Hi there,
I’m processing datasets from WES and RNA sequencing. Each workflow comprises multiple steps.
I’d like to keep the pipeline for other samples going if any few samples fail.
How do I keep track of samples/ids that have failed or/and at which step?
How do I achieve it?
For e.g., I’ve fastp step that removes adapters. For one of the samples there’s an issue, where fastp wouldn’t run on it.
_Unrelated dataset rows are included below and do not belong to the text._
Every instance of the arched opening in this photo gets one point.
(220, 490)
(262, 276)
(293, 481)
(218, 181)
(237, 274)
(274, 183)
I’d like to have the pipeline going for the remaining fastq/samples.
process FASTP {
conda '/data1/software/miniconda/envs/MMRADAR/'
maxForks 5
debug true
errorStrategy 'retry'
maxRetries 2
label 'low_mem'
publishDir path: "${params.outdir}/${batch}/${timepoint}/WES/primary/fastp/normal/", mode: 'copy', pattern: '*_N*'
publishDir path: "${params.outdir}/${batch}/${timepoint}/WES/primary/fastp/tumor/", mode: 'copy', pattern: '*_T*'
input:
tuple val(batch),val(timepoint),val(tissue),val(seq_type),path(tumor_read1,stageAs:'fastp_reads/*'),path(tumor_read2,stageAs:'fastp_reads/*')
tuple val(batch),val(timepoint),val(tissue),val(seq_type),path(normal_read1,stageAs:'fastp_reads/*'),path(normal_read2,stageAs:'fastp_reads/*')
output:
tuple val(batch),val(patient_id_tumor), val(timepoint), path("${patient_id_tumor}_trim_{1,2}.fq.gz"), emit: reads_tumor
path("${patient_id_tumor}.fastp.json"), emit: json_tumor
path("${patient_id_tumor}.fastp.html"), emit: html_tumor
tuple val(batch),val(patient_id_normal), val(timepoint),path("${patient_id_normal}_trim_{1,2}.fq.gz"), emit: reads_normal
path("${patient_id_normal}.fastp.json"), emit: json_normal
path("${patient_id_normal}.fastp.html"), emit: html_normal
script:
patient_id_normal=timepoint+"_N"
patient_id_tumor=timepoint+"_T"
//def(r1_normal, r2_normal)=normal_reads
//def(r1_tumor,r2_tumor)=tumor_reads
"""
echo "starting with fastp"
fastp --in1 "${tumor_read1}" --in2 "${tumor_read2}" -q 20 -u 20 -l 40 --detect_adapter_for_pe --out1 "${patient_id_tumor}_trim_1.fq.gz" \
--out2 "${patient_id_tumor}_trim_2.fq.gz" --json "${patient_id_tumor}.fastp.json" \
--html "${patient_id_tumor}.fastp.html" --thread 10
fastp --in1 "${normal_read1}" --in2 "${normal_read2}" -q 20 -u 20 -l 40 --detect_adapter_for_pe --out1 "${patient_id_normal}_trim_1.fq.gz" \
--out2 "${patient_id_normal}_trim_2.fq.gz" --json "${patient_id_normal}.fastp.json" \
--html "${patient_id_normal}.fastp.html" --thread 10
"""
}
workflow.onComplete {
log.info ( workflow.success ? "completed fastp primary WES!" : "Oops .. something went wrong in fastp primary WES")
}
In the code above the tumor sample fails. I’d like to exit the fastp or/and continue normal data, and carry on with samples that went fine. The failed samples should be excluded from eventual steps.
Let me know if any other information is required.